Após ouvir a explanação de Wang Qi, Su Junyu balançou a cabeça: “Você confundiu um conceito fundamental.”
Wang Qi se surpreendeu: “Qual?”
“O ‘princípio alcançado pelos antigos’ e a ‘técnica que cultivamos’ não têm uma relação tão simples assim.” Su Junyu ergueu o dedo diante de Wang Qi. “Mas você perguntou à pessoa certa! Entre as mil artes, ninguém entende melhor essa relação que nós da Seita das Mil Leis.”
Exibia um orgulho evidente, com ares de “suplique e eu te conto”.
Wang Qi curvou-se: “Peço humildemente que me instrua, irmão Su.”
Satisfeito, Su Junyu assentiu: “Vejo potencial em você. Sabe o que estão estudando agora?”
“As leis fundamentais que os antigos mestres de cada seita deduziram na busca pelo Caminho.”
Su Junyu confirmou: “Então, acha que um único axioma basta para compor um feitiço?”
Wang Qi ficou surpreso. Parecia ter captado algo.

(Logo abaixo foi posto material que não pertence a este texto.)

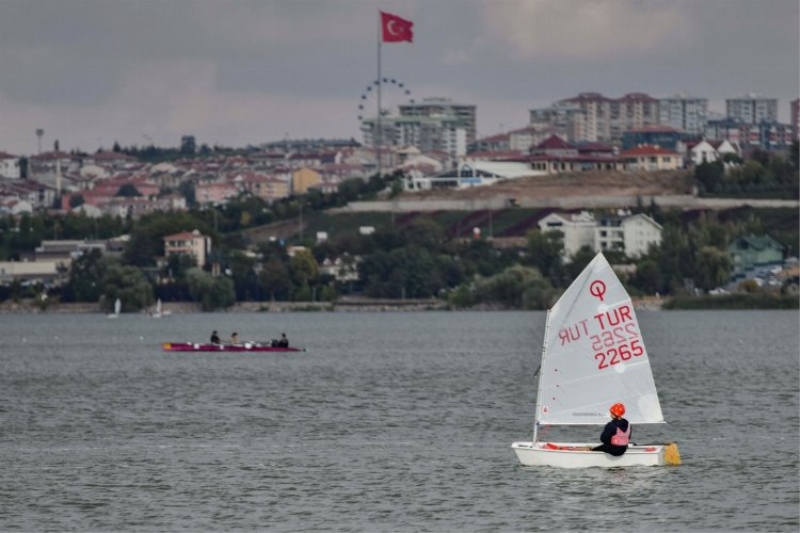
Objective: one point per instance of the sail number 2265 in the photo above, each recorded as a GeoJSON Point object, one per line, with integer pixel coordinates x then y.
{"type": "Point", "coordinates": [616, 345]}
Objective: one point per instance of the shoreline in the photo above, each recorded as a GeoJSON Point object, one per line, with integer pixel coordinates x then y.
{"type": "Point", "coordinates": [361, 304]}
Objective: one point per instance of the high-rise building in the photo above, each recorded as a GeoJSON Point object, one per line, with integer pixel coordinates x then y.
{"type": "Point", "coordinates": [684, 113]}
{"type": "Point", "coordinates": [606, 119]}
{"type": "Point", "coordinates": [442, 133]}
{"type": "Point", "coordinates": [752, 109]}
{"type": "Point", "coordinates": [444, 108]}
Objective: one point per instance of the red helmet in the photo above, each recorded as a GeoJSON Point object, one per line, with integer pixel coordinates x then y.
{"type": "Point", "coordinates": [617, 410]}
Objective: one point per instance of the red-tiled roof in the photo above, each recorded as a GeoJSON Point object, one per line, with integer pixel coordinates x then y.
{"type": "Point", "coordinates": [653, 128]}
{"type": "Point", "coordinates": [554, 142]}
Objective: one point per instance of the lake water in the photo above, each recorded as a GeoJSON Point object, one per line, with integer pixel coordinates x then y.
{"type": "Point", "coordinates": [390, 422]}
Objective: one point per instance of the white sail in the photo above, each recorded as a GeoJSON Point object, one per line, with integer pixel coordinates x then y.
{"type": "Point", "coordinates": [594, 355]}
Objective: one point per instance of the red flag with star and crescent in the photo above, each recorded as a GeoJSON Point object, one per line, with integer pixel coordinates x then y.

“Uma técnica, um feitiço, são sustentados por vários axiomas.” Su Junyu prosseguiu: “É como uma árvore: tanto a casca quanto o lenho são essenciais — sabe o que é lenho, não sabe? Ótimo. Se compararmos o feitiço às folhas, o Caminho fundamental que ele contém é o lenho, e os outros axiomas envolvidos são a casca.”
“Sem os outros axiomas, a árvore ainda é árvore, ainda pode ser boa madeira, servir como degrau para seu Caminho, como escada para os céus. Mas, sem a ‘casca’, ou seja, sem os outros axiomas que compõem o feitiço, a madeira nunca será mais que madeira. O Caminho será apenas Caminho, sem gerar ‘técnica’.”
“Já se houver só casca, as folhas até podem existir, mas sem lenho, não crescem, e basta um vento para tombar tudo. Por isso, ninguém jamais se iluminou apenas com uma técnica, a menos que tenha compreensão tão alta que deduza o Caminho a partir da técnica.”
“Ou seja, um grande feitiço sempre envolve muitos axiomas. Mesmo que você não conheça o Caminho fundamental daquele feitiço, basta dominar ao menos um dos axiomas envolvidos. Claro, se a casca for arrancada, restando só uma lasca, a árvore não será frondosa, e o feitiço assim produzido será inferior ao de quem compreendeu o Caminho fundamental.”
Ao terminar, Su Junyu ostentava um ar de triunfo, esperando elogios de Wang Qi. Contudo, se decepcionou. Olhando para Wang Qi, viu que o amigo estava sério, a expressão carregada.
Wang Qi perguntou: “Irmão Su. Quando um cultivador compreende um grande Caminho, como costuma celebrar? Há algum costume entre os imortais?”
Su Junyu ponderou: “Costume... Bem, na Seita das Mil Leis seguimos uma tradição inspirada pelo Soberano do Círculo. Ele certa vez compreendeu o Caminho durante o banho, esqueceu-se de vestir as roupas e saiu voando sobre a espada, gritando aos céus: ‘Eu entendi!’ Muitos discípulos imitam isso — ei! O que você está fazendo?”
Wang Qi puxou o cinto, a mão no colarinho, e respondeu friamente: “Imitando os antigos mestres.”